Fractional laser resurfacing, she said, is one of the latest lasers used to help in anti-aging. She said the laser works with aging prevention and building collagen, as well as resurfacing, exfoliating, and firming skin.

The downside to lasers, Marmur said, are that they can be expensive and “are a bit painful.”

“In the old days, dermatologists would give deep chemical peels, like the Samantha peel in ‘Sex in the City,’ or carbon dioxide resurfacing, which totally ablates the skin leaving red, raw skin for weeks, sometimes months,” Marmur explained. “The side effect profile was significant, like infections or white discoloration of the skin, plus people are too busy now to hide for a few weeks to heal. The fractional laser resurfaces a fraction of the skin at a time. So what was once one or two treatments, but intense, is now four to six treatments but much more manageable.”

Marmur said the laser drills thousands of tiny microscopic pinholes into the skin in a pegboard pattern. These columns of sun damaged skin — the deep collagen and elastic that dissolve with sun damage and are the filler and tightness of the skin, plus the epidermis which is the color and complexion of the skin — get kicked out about three days after the laser treatment, making your skin feel sandy for a day or two. The normal surrounding skin, she said, heals the lasered microthermal zone, also known as a “column,” very quickly leaving new collagen, new elastin, and new epidermis.

“I’ve done this twice to my own skin and noticed a huge difference,” she said. “I am ready for my third.”

Marmur added that there are many other lasers available that are can fix many other specific issues, such as freckles or red spots. However, she added, fractional resurfacing is her favorite way to invest against future sagging and aging skin and to reverse sun damage.

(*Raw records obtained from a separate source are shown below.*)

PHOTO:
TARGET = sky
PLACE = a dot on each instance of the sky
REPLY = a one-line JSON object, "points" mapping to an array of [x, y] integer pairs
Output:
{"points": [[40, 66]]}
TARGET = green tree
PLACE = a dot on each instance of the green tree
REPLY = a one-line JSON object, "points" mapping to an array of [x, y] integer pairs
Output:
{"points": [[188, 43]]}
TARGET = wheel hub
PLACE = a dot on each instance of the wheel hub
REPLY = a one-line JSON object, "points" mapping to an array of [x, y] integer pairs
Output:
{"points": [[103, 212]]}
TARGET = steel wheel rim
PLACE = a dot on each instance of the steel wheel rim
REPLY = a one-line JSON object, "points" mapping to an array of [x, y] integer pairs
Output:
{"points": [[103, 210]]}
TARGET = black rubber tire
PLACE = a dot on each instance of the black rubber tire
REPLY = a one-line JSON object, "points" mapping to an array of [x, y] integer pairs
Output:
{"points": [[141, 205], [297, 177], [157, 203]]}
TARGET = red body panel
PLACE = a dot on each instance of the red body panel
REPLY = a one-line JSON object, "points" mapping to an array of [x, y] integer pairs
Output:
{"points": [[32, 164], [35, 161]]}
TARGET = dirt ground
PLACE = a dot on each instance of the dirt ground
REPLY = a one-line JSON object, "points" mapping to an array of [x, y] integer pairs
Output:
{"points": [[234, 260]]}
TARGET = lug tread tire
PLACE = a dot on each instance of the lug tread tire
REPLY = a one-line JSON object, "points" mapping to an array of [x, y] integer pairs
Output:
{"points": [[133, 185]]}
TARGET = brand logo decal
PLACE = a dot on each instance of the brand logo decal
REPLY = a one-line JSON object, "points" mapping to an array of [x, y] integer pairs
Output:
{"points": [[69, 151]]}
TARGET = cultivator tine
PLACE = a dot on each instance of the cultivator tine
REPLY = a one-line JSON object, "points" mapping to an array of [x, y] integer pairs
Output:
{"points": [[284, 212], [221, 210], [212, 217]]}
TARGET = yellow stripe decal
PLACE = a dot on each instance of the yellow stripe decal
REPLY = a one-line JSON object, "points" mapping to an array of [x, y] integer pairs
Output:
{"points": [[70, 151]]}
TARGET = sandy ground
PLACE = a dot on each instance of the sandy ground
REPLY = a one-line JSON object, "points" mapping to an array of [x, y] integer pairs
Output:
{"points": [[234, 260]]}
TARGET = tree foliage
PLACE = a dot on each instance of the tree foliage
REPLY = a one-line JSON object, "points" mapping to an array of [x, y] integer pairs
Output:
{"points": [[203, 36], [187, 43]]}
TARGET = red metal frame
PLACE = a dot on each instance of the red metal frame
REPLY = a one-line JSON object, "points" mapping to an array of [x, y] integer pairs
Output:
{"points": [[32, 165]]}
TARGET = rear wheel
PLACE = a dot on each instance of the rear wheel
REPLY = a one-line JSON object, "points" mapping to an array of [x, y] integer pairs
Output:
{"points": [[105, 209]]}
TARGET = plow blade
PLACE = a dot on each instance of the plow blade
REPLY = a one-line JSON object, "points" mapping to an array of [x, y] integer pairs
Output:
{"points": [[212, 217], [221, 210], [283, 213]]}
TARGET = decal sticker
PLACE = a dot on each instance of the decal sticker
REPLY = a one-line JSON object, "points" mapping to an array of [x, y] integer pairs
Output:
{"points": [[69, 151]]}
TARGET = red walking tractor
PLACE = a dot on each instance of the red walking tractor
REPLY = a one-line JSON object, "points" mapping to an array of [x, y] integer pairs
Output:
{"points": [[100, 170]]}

Botox is a popular procedure, but a new treatment called Dysport, Marmur said, is also available. Both Botox and Dysport, she said, relax muscles using homeopathic doses of a toxin that temporarily blocks contraction.

Many people, she pointed out, confuse this with filler, which is only to fill wrinkles at rest or to add volume to the cheeks. Dysport, she said, relaxes dynamic wrinkles of expression.

People can have these relaxers placed in the frown lines between the eyes, the neck, the jaw to lift up the corners of the lip, and the eyebrows to give a lift of the upper eyelid.

“We’ve noticed something unexpected with Dysport,” Marmur said. “It seems to change the complexion of the skin too. My patients are ecstatic saying, ‘You’ve given me back my look.'”

Celebrity makeup expert Cynde Watson also appeared on “The Early Show” with ways to fake that perfect skin.

“Believe me,” Watson said, “these celebs that are gracing magazines and red carpets do not all have perfect skin.”

But how can you get the appearance of flawless skin?

Watson shared these four steps:

STEP 1

The first thing Watson said she likes to do is apply a base of foundation before she begins correcting the skin.

“You need a base of something to adhere the corrective makeup to,” she said.

Watson pointed out the difference between a corrector and a concealer. She said a corrector is a concealer with a peachy/pink hue.

She said, “The peachy/pink color helps contrast the blue, green, purple or ruddy tones on the skin common in dark circles, hyperpigmentation/pregnancy mask, age spots/sun spots, acne scars and ruddy/red patches on the skin.”

STEP 2

Using a small concealer brush apply light strokes then tap a corrector directly on the discolored area of your face to balance out your skin tone and avoid making the blemish appear more obvious, Watson said.

Watson said, first apply corrector in discolored areas then layer your foundation or a concealer in the shade of your foundation over the top of the corrector until desired coverage is achieved.

Step 3

Apply a translucent finishing powder to set makeup. It’s important to use a translucent powder because it is invisible and won’t change the shade of your makeup. If you set your makeup with your regular face powder, Watson said, the areas that you used corrector will appear darker.

Step 4

To keep your makeup from melting or disappearing during the day, Watson recommended spritzing on a makeup finishing spray.